What is altitude sickness?
Cusco is located at an altitude of 3,400 metres (11,200ft) and it is common for many visitors to experience some symptoms of altitude sickness or ‘soroche’ as it is known locally. It’s hard to tell if you will be affected by altitude sickness as some people can be more susceptible than others regardless of age, sex or physical condition.

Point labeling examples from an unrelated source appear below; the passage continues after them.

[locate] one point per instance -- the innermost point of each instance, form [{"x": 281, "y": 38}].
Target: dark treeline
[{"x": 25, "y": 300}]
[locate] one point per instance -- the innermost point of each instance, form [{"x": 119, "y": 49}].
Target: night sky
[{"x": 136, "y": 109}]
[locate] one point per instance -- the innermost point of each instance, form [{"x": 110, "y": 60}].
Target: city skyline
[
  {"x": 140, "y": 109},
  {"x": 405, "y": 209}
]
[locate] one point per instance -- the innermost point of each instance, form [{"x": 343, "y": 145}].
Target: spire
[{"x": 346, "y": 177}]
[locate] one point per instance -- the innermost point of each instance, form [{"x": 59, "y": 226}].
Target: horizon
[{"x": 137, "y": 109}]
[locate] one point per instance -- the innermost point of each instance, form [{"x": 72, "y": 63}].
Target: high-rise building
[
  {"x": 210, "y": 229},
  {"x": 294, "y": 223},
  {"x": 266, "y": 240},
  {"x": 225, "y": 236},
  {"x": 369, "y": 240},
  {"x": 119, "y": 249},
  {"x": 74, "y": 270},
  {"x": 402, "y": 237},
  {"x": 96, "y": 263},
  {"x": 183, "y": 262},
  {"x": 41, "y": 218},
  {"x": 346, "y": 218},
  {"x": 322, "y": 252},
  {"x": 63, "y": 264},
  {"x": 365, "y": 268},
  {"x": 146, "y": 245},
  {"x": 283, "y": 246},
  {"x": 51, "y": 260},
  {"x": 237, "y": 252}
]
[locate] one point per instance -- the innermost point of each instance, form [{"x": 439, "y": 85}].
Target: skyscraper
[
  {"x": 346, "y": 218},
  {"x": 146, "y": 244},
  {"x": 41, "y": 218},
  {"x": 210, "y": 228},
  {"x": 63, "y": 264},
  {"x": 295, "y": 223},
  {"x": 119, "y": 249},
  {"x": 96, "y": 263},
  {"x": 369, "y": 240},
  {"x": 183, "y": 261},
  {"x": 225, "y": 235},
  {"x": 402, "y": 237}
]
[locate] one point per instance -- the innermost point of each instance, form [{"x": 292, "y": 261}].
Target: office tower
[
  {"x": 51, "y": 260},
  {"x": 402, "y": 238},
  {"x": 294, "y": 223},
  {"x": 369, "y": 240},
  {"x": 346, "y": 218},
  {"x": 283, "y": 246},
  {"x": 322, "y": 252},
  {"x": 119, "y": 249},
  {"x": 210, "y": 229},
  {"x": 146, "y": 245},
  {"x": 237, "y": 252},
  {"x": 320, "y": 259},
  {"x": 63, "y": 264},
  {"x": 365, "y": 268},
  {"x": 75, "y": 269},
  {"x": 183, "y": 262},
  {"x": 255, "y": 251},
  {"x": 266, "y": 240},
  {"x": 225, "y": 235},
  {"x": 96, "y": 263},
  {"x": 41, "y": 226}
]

Mild symptoms can include headaches, breathlessness, nausea & dizziness, loss of appetite, fatigue, disturbed sleep and a general feeling of malaise. Climbing the stairs to your hotel room can sometimes feel like the last mile in a marathon in the first few days of your trip!
How might altitude sickness affect my trip?
Mild altitude sickness should not interfere too much with your normal activity. Symptoms are usually felt within 12 – 24 hours of arrival and tend to subside within 3 days. If you continue to feel unwell ask your hotel to call you a doctor as more severe reactions may require medical attention. Many hotels provide coca tea or ‘mate de coca’ to guests and they also have oxygen available to help you acclimatise.
Before travelling to Cusco consult your doctor particularly if you have any heart, lung or other severe health problems as not all people can travel to Cusco or the Sacred Valley due to the altitude.
Tips to avoid altitude sickness:
- Take a few days to acclimatise to the altitude before attempting any treks or strenuous activity.
- If symptoms persist after a few days descend to the lower altitude of the Sacred Valley. The town of Pisaq for example is at a lower altitude of 2900 metres.
- Drink lots of water both on the plane before you arrive in Cusco and throughout your stay.
- Avoid tobacco, alcohol and drugs such as sleeping tablets and tranquilisers as these can make symptoms worse.
- If symptoms persist consult a doctor.